Page MenuHomeSoftware Heritage

Fix heterogeneity of names in metadata tables
Closed, ResolvedPublic

Description

The tables revision_metadata and origin_intrinsic_metadata in the indexer storage contain mostly the same data. The only differences are that the latter has a from_revision field that holds the id of a revision, and a metadata_tsvector that's a kind of cache for fulltext-search queries the metadata.

However, naming between the two is fairly inconsistent.
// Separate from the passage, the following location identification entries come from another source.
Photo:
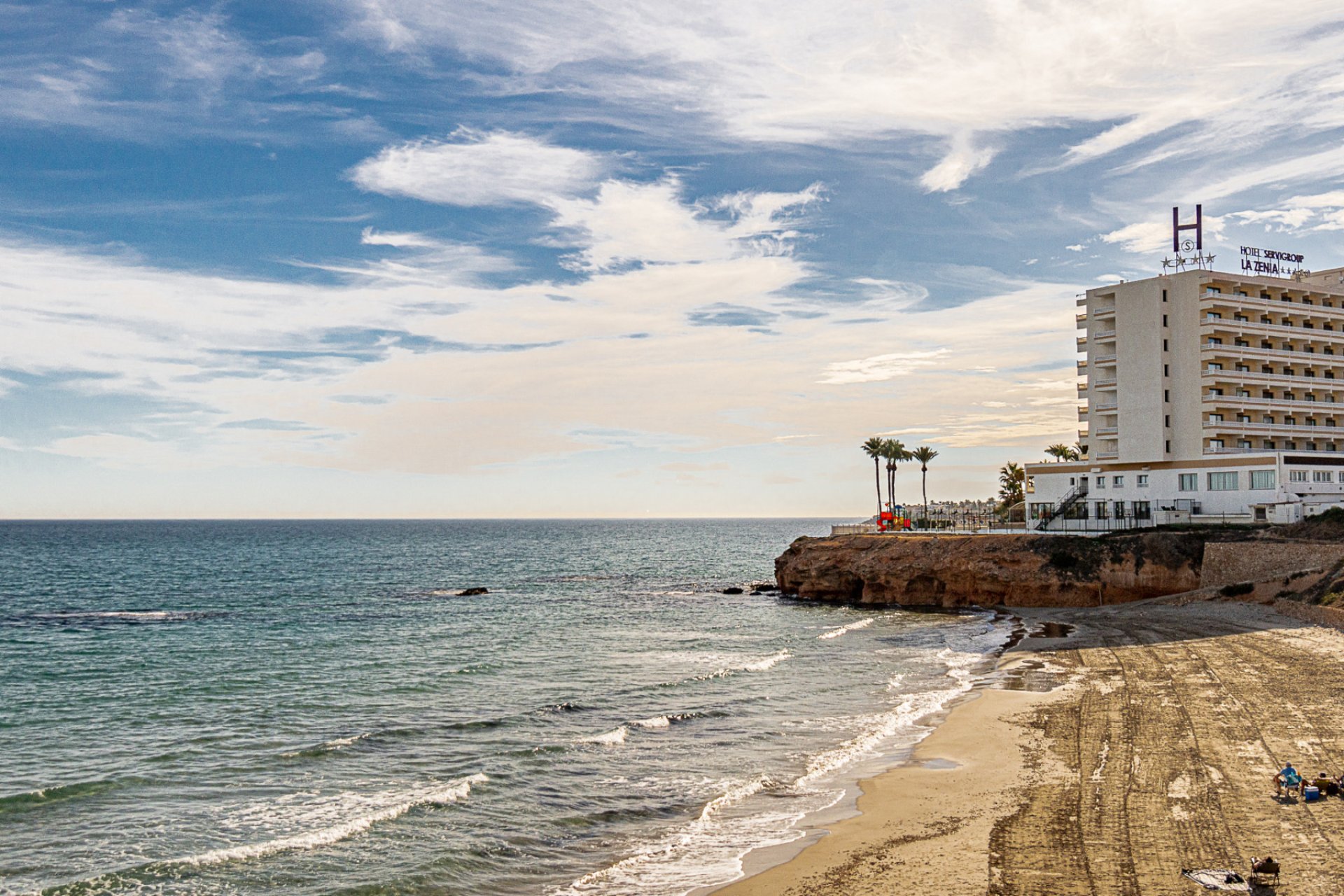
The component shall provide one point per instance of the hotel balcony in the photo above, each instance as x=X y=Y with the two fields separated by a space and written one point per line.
x=1233 y=352
x=1323 y=335
x=1292 y=381
x=1228 y=405
x=1301 y=301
The following should be done:

  • The table revision_metadata should be renamed to revision_intrinsic_metadata,
  • The column revision_metadata.translated_metadata should be renamed revision_metadata.metadata,
  • The column origin_intrinsic_metadata.origin_id should be renamed id.

The indexer code (swh/indexer/metadata.py) and storage API (swh/indexer/storage/*.py) endpoints should be updated to reflect this, as well as their tests (swh/indexer/tests/).

A database migration script should also be written (sql/upgrades/).

Event Timeline

vlorentz triaged this task as Low priority.Mar 1 2019, 2:43 PM
vlorentz created this task.
haltode closed this task as Resolved.Mar 13 2019, 1:28 PM
haltode claimed this task.
haltode added a subscriber: haltode.

Fixed in 4f6ab3c9ab17.